Im täglichen Leben gibt es einiges, dass die Multiple Sklerose günstig beeinflussen kann. Ein wesentliches Element ist regelmäßige körperliche Aktivität. Sport und Bewegung sind ein wirksames Gegenmittel gegen Müdigkeit und Muskelschwäche. Auch gezieltes Training ist wichtig. Ein weiterer wichtiger Baustein ist die Umstellung auf eine gesunde Ernährung mit viel Obst und Gemüse, Fisch und Vollkornprodukten, aber wenig Zucker und Salz, tierischen Fetten und Zusatzstoffen. Zudem sollten Menschen mit Multipler Sklerose nicht rauchen.

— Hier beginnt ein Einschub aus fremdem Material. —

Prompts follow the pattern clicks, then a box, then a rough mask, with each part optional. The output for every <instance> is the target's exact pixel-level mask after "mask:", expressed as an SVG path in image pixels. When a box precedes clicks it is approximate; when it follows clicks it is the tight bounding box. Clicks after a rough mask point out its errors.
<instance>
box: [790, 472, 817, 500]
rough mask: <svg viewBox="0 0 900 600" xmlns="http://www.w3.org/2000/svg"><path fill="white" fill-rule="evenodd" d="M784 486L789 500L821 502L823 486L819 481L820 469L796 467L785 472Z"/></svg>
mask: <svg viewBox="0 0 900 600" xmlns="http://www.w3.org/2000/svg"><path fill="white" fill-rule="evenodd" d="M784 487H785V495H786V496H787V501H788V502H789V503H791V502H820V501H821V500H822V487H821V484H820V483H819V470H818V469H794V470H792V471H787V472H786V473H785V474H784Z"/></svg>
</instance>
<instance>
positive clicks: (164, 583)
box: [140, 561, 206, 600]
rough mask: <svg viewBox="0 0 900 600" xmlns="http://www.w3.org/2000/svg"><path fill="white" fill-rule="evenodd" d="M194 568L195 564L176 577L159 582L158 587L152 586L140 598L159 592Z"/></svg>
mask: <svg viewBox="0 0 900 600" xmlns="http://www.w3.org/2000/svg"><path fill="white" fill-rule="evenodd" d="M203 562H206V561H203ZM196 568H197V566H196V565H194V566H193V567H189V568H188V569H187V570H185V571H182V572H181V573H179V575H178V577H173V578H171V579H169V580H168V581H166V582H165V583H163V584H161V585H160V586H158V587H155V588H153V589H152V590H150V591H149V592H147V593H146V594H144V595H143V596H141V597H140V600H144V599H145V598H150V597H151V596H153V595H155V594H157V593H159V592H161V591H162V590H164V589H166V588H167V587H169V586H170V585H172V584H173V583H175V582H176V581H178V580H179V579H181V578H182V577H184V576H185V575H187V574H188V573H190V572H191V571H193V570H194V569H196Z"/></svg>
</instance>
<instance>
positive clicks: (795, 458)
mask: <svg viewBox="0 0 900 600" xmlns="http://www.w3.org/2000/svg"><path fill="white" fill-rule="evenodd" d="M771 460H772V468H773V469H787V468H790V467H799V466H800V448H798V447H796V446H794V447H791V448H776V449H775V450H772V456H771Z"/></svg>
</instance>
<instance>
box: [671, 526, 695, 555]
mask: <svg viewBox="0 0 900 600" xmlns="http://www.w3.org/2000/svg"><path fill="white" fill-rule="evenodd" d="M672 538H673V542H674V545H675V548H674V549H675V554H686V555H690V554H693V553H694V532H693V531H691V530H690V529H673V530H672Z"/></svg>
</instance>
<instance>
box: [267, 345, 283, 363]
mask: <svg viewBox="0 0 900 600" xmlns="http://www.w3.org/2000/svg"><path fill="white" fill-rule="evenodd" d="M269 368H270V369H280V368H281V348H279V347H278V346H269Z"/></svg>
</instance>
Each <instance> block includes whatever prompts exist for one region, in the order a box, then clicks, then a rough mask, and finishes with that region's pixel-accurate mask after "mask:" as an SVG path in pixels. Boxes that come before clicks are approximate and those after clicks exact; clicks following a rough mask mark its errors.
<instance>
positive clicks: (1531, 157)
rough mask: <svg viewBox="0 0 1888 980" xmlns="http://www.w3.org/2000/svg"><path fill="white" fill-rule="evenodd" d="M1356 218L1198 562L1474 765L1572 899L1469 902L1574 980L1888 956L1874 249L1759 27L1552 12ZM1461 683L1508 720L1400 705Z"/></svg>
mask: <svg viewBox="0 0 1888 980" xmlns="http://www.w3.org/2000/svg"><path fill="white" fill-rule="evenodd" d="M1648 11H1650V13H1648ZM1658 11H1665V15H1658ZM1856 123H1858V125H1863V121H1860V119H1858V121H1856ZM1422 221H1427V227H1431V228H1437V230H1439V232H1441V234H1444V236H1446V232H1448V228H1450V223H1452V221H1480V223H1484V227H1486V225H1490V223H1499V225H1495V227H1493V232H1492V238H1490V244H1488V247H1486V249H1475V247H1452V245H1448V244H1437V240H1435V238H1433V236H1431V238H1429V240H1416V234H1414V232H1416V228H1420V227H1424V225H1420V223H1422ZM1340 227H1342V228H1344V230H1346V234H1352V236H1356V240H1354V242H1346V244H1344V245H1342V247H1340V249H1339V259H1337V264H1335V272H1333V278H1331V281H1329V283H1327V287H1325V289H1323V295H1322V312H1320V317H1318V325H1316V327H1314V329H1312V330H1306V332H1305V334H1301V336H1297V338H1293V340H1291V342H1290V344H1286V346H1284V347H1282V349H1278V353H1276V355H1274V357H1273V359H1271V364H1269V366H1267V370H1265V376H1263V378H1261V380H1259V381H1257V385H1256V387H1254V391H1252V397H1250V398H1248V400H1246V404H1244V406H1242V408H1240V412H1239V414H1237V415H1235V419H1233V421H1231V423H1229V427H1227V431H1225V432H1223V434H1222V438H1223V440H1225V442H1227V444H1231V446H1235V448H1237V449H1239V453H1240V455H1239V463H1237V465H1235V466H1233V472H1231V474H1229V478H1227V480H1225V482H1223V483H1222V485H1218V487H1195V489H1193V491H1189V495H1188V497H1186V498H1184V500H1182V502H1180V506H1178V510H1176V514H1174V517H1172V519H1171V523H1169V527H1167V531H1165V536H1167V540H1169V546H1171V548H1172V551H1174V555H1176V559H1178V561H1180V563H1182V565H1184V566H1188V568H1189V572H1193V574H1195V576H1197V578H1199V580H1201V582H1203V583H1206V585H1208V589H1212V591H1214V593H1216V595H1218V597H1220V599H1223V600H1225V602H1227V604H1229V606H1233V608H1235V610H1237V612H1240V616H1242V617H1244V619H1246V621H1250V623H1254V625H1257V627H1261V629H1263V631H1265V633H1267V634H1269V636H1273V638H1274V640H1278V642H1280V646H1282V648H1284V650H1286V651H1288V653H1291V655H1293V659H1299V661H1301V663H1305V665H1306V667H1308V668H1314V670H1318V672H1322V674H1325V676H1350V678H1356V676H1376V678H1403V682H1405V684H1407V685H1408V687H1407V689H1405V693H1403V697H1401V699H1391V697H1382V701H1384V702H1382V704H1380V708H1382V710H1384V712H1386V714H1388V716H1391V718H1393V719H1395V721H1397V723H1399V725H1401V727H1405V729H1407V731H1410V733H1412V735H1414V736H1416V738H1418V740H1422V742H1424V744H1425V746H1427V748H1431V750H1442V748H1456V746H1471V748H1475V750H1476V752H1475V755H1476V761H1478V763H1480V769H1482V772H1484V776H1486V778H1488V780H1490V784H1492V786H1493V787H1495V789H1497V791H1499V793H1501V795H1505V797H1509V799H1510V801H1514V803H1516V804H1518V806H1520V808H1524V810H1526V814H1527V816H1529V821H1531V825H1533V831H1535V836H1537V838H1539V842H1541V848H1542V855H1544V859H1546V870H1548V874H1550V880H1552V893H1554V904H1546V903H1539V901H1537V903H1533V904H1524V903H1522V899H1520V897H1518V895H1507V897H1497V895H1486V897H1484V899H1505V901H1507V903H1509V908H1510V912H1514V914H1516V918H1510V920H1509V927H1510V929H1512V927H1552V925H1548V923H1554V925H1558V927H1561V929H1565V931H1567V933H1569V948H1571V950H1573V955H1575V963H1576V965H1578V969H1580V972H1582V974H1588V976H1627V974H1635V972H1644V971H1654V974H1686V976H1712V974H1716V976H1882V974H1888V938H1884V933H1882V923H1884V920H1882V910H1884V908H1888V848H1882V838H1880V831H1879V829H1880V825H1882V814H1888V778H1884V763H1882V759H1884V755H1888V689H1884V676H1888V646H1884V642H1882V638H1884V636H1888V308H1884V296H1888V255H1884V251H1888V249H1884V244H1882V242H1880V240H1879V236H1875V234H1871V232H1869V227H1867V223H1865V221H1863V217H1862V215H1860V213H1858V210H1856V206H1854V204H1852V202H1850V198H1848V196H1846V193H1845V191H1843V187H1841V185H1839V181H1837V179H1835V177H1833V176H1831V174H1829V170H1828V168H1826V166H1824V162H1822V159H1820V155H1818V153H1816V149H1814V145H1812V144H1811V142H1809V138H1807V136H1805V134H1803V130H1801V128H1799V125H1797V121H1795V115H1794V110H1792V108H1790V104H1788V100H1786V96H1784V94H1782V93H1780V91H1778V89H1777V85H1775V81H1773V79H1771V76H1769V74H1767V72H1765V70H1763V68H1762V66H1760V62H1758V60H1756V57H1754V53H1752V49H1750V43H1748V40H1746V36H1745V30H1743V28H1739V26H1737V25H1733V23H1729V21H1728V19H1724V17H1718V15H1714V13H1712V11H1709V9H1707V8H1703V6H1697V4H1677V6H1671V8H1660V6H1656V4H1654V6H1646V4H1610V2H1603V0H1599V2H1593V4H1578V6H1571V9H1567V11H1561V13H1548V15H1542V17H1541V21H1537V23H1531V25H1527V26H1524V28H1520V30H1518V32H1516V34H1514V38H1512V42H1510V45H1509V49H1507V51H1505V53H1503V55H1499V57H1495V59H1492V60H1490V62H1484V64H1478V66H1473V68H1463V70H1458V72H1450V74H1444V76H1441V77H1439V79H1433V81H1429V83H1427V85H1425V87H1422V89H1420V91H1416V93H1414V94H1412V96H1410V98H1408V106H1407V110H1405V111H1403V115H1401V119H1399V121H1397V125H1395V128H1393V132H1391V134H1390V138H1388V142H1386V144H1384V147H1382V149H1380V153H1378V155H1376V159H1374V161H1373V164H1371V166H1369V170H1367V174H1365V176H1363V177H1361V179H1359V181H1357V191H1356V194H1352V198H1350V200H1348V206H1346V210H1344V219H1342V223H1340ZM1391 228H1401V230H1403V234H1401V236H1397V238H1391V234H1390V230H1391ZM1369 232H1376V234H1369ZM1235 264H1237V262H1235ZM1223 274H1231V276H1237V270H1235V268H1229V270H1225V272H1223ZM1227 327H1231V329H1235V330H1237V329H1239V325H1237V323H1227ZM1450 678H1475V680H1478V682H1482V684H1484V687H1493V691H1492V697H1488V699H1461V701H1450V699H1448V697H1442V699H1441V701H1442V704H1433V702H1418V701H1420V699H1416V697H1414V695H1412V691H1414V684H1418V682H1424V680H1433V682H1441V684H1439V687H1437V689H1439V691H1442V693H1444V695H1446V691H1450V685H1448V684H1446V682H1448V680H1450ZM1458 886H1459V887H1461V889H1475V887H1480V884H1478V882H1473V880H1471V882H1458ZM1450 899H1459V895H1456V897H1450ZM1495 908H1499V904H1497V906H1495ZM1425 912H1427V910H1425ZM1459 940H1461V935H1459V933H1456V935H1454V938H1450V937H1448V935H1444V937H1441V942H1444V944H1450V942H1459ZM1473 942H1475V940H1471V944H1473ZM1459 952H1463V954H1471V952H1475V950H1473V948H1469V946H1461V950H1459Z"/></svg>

Multiple Sklerose steht grundsätzlich weder einer Ausbildung noch der Berufsausübung, Freundschaften, Sport, sozialen Kontakten oder der Gründung einer Familie im Wege. Während der Schwangerschaft nimmt die Wahrscheinlichkeit für einen Schub ab, in den ersten drei Monaten nach der Geburt nimmt sie zu. Stillen scheint vor Schüben zu schützen. MS-Medikamente können sich auf das ungeborene Kind auswirken, weswegen besondere Vorsicht geboten ist.

Fazit

Die progredienten Formen der Multiplen Sklerose stellen eine besondere Herausforderung dar. DankFortschritten in der Forschung und Entwicklung neuer Medikamente gibt es jedoch zunehmend Therapieoptionen, die den Verlauf der Erkrankung positiv beeinflussen können. Eine frühzeitige Diagnose und eine individuelle Therapieplanung sind entscheidend, um die Lebensqualität der Betroffenen möglichst lange zu erhalten. Wichtig ist auch, dass Patienten sich aktiv mit ihrer Erkrankung auseinandersetzen, ihren Lebensstil anpassen und sich professionelle Unterstützung suchen.